L’homme évoque aussi une histoire plus intime, la perte de sa maman à sept ans, puis l’arrivée d’une belle-mère « que j’aimais beaucoup », et un environnement qui nourrit très tôt sa sensibilité : la proximité de la mer, les navigations sur la Rance, « ce substrat historique partout présent ». « On évolue dans l’histoire. Je pense que ça vous marque profondément quand vous êtes enfant ». Les Cordeliers jouent un rôle décisif : « une tradition humaniste », un corps enseignant « fabuleux ». « C’est beaucoup de ce qui vous constitue culturellement, intellectuellement » ajoute-t-il, sans oublier son érudit papa, ancien professeur de philosophie « qui reste une figure dinannaise ».
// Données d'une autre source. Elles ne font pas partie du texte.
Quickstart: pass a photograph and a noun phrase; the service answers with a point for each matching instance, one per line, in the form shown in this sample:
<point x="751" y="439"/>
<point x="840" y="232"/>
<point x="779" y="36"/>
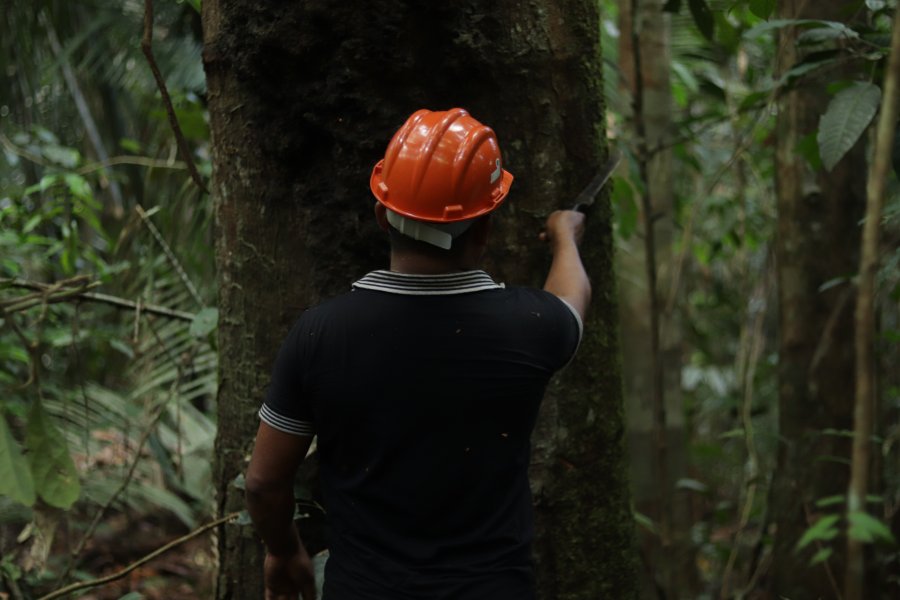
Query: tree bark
<point x="818" y="241"/>
<point x="303" y="99"/>
<point x="656" y="429"/>
<point x="864" y="319"/>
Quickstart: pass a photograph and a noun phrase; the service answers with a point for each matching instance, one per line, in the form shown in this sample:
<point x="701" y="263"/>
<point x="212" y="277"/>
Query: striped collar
<point x="444" y="284"/>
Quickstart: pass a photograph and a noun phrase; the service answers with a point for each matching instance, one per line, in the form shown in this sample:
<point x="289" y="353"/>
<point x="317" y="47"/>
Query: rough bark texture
<point x="818" y="241"/>
<point x="303" y="98"/>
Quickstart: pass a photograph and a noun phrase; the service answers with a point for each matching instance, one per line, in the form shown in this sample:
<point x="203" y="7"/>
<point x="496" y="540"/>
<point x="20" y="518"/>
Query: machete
<point x="585" y="200"/>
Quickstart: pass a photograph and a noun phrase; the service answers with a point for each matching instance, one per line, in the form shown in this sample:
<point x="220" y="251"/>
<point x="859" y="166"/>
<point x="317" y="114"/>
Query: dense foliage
<point x="107" y="338"/>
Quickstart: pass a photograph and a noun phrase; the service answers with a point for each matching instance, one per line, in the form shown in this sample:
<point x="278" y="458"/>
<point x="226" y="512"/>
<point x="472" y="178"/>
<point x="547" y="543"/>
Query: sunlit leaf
<point x="55" y="477"/>
<point x="847" y="117"/>
<point x="15" y="477"/>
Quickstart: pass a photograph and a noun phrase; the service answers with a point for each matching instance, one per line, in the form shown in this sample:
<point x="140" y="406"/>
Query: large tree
<point x="819" y="212"/>
<point x="651" y="339"/>
<point x="303" y="98"/>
Dans son adolescence, un autre lieu de la ville comptera : la Maison de la Grande Vigne d’Yvonne Jean-Haffen. « Je ne l’ai jamais rencontrée, mais j’ai d’abord rencontré son travail là-bas. J’y ai été guide un été ». Plus tard seulement, avec les études d’histoire de l’art, il comprend « ce qu’elle représente ». Aujourd’hui encore, il la lit encore différemment, « dans le contexte de la place des femmes artistes ». Il sera présent vendredi 5 à Paris, lors du dévoilement de la plaque en son honneur.
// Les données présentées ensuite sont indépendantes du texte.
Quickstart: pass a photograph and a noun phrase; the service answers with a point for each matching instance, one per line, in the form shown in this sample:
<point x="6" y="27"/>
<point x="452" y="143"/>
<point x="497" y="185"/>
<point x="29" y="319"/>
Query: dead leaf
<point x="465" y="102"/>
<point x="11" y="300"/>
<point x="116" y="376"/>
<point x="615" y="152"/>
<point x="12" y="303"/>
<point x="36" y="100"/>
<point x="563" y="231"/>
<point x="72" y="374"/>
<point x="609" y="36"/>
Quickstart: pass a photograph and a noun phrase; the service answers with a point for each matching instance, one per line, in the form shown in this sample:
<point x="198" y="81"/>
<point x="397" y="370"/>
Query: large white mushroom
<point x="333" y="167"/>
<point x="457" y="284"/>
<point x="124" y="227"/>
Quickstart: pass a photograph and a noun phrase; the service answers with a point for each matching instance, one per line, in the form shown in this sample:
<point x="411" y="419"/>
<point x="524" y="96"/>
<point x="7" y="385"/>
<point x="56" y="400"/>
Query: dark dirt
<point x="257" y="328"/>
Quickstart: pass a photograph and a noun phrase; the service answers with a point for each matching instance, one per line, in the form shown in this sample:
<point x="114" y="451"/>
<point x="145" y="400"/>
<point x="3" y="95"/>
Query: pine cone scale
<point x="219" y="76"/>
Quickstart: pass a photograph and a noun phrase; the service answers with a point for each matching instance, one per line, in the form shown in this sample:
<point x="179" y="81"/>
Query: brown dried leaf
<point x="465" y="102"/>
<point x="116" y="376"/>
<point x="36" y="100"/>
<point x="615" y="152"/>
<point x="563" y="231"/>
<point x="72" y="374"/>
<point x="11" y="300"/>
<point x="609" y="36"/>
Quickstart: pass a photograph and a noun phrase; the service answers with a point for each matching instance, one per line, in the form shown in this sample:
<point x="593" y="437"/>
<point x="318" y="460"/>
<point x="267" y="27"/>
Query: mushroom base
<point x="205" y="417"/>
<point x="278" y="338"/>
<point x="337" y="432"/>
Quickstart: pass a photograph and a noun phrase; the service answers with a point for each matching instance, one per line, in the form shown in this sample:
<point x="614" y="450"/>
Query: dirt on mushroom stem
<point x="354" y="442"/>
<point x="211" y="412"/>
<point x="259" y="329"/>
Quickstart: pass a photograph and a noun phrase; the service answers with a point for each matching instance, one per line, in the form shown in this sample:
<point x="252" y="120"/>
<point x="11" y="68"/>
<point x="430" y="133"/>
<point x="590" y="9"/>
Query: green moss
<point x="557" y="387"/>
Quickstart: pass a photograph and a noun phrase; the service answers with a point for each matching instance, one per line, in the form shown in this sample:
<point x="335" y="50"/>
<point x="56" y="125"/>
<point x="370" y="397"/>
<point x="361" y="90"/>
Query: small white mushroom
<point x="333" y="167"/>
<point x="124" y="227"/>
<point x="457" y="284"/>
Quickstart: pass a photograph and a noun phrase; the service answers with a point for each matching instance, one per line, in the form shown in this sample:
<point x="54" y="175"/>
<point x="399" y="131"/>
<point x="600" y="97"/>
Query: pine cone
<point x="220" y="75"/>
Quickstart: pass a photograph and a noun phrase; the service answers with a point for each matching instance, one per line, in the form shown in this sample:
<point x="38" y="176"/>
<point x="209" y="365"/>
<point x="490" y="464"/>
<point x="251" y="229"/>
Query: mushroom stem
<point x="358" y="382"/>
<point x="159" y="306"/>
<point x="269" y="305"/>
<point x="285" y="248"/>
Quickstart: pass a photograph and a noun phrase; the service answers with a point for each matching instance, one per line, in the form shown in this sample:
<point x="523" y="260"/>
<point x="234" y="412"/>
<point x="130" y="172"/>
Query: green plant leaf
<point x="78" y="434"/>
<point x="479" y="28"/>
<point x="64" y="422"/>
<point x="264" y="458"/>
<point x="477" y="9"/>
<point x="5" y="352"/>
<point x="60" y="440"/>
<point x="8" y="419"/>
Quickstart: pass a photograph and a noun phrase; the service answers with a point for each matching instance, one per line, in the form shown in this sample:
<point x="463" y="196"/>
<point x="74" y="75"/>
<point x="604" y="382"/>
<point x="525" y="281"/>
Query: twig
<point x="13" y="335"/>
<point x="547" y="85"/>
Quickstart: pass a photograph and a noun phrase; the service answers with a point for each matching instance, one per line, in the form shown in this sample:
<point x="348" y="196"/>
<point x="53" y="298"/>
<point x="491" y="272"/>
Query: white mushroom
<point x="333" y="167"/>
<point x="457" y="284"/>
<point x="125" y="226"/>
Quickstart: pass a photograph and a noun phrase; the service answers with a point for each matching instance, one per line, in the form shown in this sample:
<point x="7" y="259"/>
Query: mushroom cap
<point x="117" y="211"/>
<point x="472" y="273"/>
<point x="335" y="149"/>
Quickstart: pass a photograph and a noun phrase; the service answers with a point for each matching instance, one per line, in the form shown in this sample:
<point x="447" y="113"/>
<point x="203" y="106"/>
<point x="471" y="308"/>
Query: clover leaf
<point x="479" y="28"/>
Orsay, Abu-Dhabi, les Arts décoratifs…

Après le lycée Chateaubriand à Rennes, il réussit l’École des chartes, puis l’Institut national du patrimoine.

Une salle du département des Objets d’art au musée du Louvre de Paris.Une salle du département des Objets d’art au musée du Louvre de Paris. (Le Télégramme/Audrey Viger)

Son premier stage ? Déjà au département des Objets d’art du Louvre. Il débute au Musée d’art moderne de la Ville de Paris, puis rejoint Orsay pour l’art décoratif et l’art contemporain. « J’ai rencontré des artistes fabuleux ». En 2007, nouveau tournant : l’aventure du Louvre Abu-Dhabi. « Être à l’origine de la création d’un musée, ça arrive rarement. La première fois que je suis allé sur l’île, il n’y avait rien. C’est très fort ».

De 2013 à 2022, il dirige le Musée des Arts décoratifs : neuf années intenses de projets, d’expositions de mode, de design, d’acquisitions, d’apprentissage du mécénat.

En septembre 2022, il revient au Louvre comme directeur du département des Objets d’art. Un établissement hors norme, une équipe de dix conservateurs, un rôle central dans les avis patrimoniaux et les certificats de sortie du territoire. « On est à la fois dans l’histoire royale et dans la responsabilité contemporaine ».

Le choc du 19 octobre

Le 19 octobre, le vol des bijoux de la Couronne bouleverse ce quotidien. « C’est la crainte absolue de n’importe quel responsable de collection. Je n’étais pas à Paris quand je l’ai appris, je suis revenu le jour même. Quand je suis rentré dans la galerie d’Apollon, on sentait cette présence barbare. C’est comme une scène de crime. La vision de ces vitrines en partie vidées tient de la stupeur ». Il dit aussi la suite « la violence des attaques, des mensonges ». « Dans une vie de conservateur, c’est le pire, avec la destruction ou l’incendie », mais souligne la solidarité interne et internationale.

Une vue de l’exposition Louvre Couture 2024 dont Olivier Gabet était commissaire. Désormais, l’exposition est visible à Houston. Une fierté.Une vue de l’exposition Louvre Couture 2024 dont Olivier Gabet était commissaire. Désormais, l’exposition est visible à Houston. Une fierté. (Musée du Louvre – Nicolas Bousser)

Il a surtout envie de regarder l’avenir : la donation Lacoste, les futures acquisitions, la circulation internationale de l’exposition Louvre Couture dont il était commissaire. Et aussi, Dinan. « Il y a un projet de musée. Le maire et le directeur du musée m’ont demandé de contribuer à la réflexion en faisant partie du conseil scientifique. Ça m’intéresse beaucoup ».

Ce sera une occasion supplémentaire pour Olivier Gabet de revenir auprès de sa famille et son père, avec qui il aime partager un café sur l’un de ses endroits préférés, la place Saint-Sauveur.